How to Develop yt

Note

If you already know how to use version control and are comfortable with handling it yourself, the quickest way to contribute to yt is to fork us on BitBucket, make your changes, and issue a pull request. The rest of this document is just an explanation of how to do that.

yt is a community project!

We are very happy to accept patches, features, and bugfixes from any member of the community! yt is developed using mercurial, primarily because it enables very easy and straightforward submission of changesets. We’re eager to hear from you, and if you are developing yt, we encourage you to subscribe to the developer mailing list

Please feel free to hack around, commit changes, and send them upstream. If you’re new to Mercurial, these three resources are pretty great for learning the ins and outs:

The commands that are essential for using mercurial include:

  • hg commit which commits changes in the working directory to the repository, creating a new “changeset object.”
  • hg add which adds a new file to be tracked by mercurial. This does not change the working directory.
  • hg pull which pulls (from an optional path specifier) changeset objects from a remote source. The working directory is not modified.
  • hg push which sends (to an optional path specifier) changeset objects to a remote source. The working directory is not modified.
  • hg log which shows a log of all changeset objects in the current repository. Use -g to show a graph of changeset objects and their relationship.
  • hg update which (with an optional “revision” specifier) updates the state of the working directory to match a changeset object in the repository.
  • hg merge which combines two changesets to make a union of their lines of development. This updates the working directory.

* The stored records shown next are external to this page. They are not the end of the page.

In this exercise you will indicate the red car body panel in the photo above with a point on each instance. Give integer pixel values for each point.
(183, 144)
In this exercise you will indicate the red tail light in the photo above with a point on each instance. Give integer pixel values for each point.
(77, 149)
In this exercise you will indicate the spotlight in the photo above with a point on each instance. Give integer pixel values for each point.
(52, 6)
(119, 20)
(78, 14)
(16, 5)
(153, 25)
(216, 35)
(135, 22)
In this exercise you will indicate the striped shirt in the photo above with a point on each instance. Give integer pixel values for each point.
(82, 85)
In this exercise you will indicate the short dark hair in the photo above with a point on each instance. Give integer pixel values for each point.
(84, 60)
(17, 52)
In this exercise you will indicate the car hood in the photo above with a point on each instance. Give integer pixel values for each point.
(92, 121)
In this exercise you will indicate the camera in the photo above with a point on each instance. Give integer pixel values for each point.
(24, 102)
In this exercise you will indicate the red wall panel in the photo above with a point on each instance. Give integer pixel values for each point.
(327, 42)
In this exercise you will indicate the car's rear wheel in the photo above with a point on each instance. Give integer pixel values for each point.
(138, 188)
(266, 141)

Keep in touch, and happy hacking! We also provide doc/coding_styleguide.txt and an example of a fiducial docstring in doc/docstring_example.txt. Please read them before hacking on the codebase, and feel free to email any of the mailing lists for help with the codebase.

Submitting Changes

We provide a brief introduction to submitting changes here. yt thrives on the strength of its communities ( http://arxiv.org/abs/1301.7064 has further discussion) and we encourage contributions from any user. While we do not discuss in detail version control, mercurial or the advanced usage of BitBucket, we do provide an outline of how to submit changes and we are happy to provide further assistance or guidance.

Licensing

yt has, with the 2.6 release, been relicensed under the BSD 3-clause license. Previously versions were released under the GPLv3.

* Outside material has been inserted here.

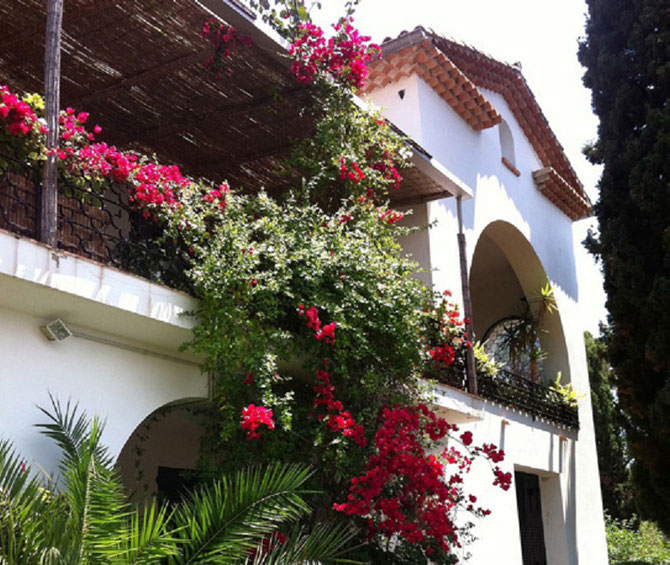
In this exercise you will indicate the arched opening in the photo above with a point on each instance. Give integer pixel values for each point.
(506, 280)
(506, 143)
(163, 451)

All contributed code must be BSD-compatible. If you’d rather not license in this manner, but still want to contribute, please consider creating an external package, which we’ll happily link to.

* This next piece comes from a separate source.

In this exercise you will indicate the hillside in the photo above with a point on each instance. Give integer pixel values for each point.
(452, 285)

Requirements for Code Submission

Modifications to the code typically fall into one of three categories, each of which have different requirements for acceptance into the code base. These requirements are in place for a few reasons – to make sure that the code is maintainable, testable, and that we can easily include information about changes in changelogs during the release procedure. (See YTEP-0008 for more detail.)

  • New Features
    • New unit tests (possibly new answer tests) (See Testing)
    • Docstrings in the source code for the public API
    • Addition of new feature to the narrative documentation (See How to Write Documentation)
    • Addition of cookbook recipe (See How to Write Documentation)
    • Issue created on issue tracker, to ensure this is added to the changelog
  • Extension or Breakage of API in Existing Features
  • Bug fixes
    • Unit test is encouraged, to ensure breakage does not happen again in the future. (See Testing)
    • Issue created on issue tracker, to ensure this is added to the changelog

When submitting, you will be asked to make sure that your changes meet all of these requirements. They are pretty easy to meet, and we’re also happy to help out with them. In Code Style Guide there is a list of handy tips for how to structure and write your code.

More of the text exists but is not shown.